A vida é prosa

Aquela manhã, de mãos transpiradas e papel rasgado, de rosto corado e o olhar complacente do meu professor primário, foi clara. O caos de sentimentos que fervilhava em mim jamais viria ao mundo como poesia. Existia um outro caminho, algures, à minha frente, no meu futuro. Engoli em seco a derrota. Voltei a engolir outras, conforme fui testando atalhos. Quis ser actriz e, em sonhos, vi plateias rendidas, mas quando me apresentei num concurso da Comuna, nem passei da primeira fase. Nem chegou a ser humilhante. Assim que entrei para as audições, não restaram dúvidas de que não fazia parte daquela tribo. Aquele excesso de emoções enojou-me, acentuou-me a timidez. E, uma vez mais, gaguejei a declamar um poema, do qual esqueci o título e as palavras. A voz só não me atrapalhou quando, no último ano do liceu, o professor de português me escolheu para dizer um poema de Alberto Caeiro. 17 anos inseguros, declamei as palavras que falavam da morte e do regresso da Primavera. Disse, sem perceber o profundo sentido do que dizia, que a Primavera viria com a mesma força, estivesse eu viva ou morta. As flores e as árvores não seriam menos verdes que na Primavera passada.
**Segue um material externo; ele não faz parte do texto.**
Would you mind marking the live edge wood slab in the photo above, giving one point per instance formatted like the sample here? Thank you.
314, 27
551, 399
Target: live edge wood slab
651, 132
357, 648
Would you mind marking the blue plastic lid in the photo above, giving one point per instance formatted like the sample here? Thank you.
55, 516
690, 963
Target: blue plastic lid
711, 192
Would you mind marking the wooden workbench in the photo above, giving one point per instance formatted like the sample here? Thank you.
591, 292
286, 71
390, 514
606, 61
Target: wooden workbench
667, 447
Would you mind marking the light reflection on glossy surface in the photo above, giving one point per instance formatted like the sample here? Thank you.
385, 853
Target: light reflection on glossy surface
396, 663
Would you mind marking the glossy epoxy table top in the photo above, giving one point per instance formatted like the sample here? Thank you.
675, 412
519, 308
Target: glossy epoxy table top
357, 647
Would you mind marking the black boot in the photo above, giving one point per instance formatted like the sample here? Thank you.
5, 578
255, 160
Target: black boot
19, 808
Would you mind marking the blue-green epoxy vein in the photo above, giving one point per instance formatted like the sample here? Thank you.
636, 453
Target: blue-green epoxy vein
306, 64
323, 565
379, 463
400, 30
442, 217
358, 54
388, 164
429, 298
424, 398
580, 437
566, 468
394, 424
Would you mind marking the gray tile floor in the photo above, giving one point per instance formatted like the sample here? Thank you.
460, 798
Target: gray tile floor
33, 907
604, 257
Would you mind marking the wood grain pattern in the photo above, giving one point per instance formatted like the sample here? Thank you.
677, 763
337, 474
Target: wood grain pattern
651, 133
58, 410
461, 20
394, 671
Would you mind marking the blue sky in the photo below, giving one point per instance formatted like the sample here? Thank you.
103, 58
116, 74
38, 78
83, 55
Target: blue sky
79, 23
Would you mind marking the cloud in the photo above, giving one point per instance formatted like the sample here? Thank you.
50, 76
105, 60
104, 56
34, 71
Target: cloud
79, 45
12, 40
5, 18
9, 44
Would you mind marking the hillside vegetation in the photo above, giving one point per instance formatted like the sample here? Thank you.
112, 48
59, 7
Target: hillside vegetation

Não tropecei em nenhuma letra, em nenhuma mudança de linha. Não sabia ainda que este era um daqueles momentos em que o destino nos mostra o futuro, nos diz o que precisamos saber. Cinco anos depois, no corredor da morte do hospital, a Primavera estava em força e eu não sabia se estaria viva para assistir ao seu regresso. E foi isso que me levou a abrir o caderno, a colocar a caneta sobre o papel para deixar fluir o turbilhão de emoções. Em prosa, antes que a chama se apagasse.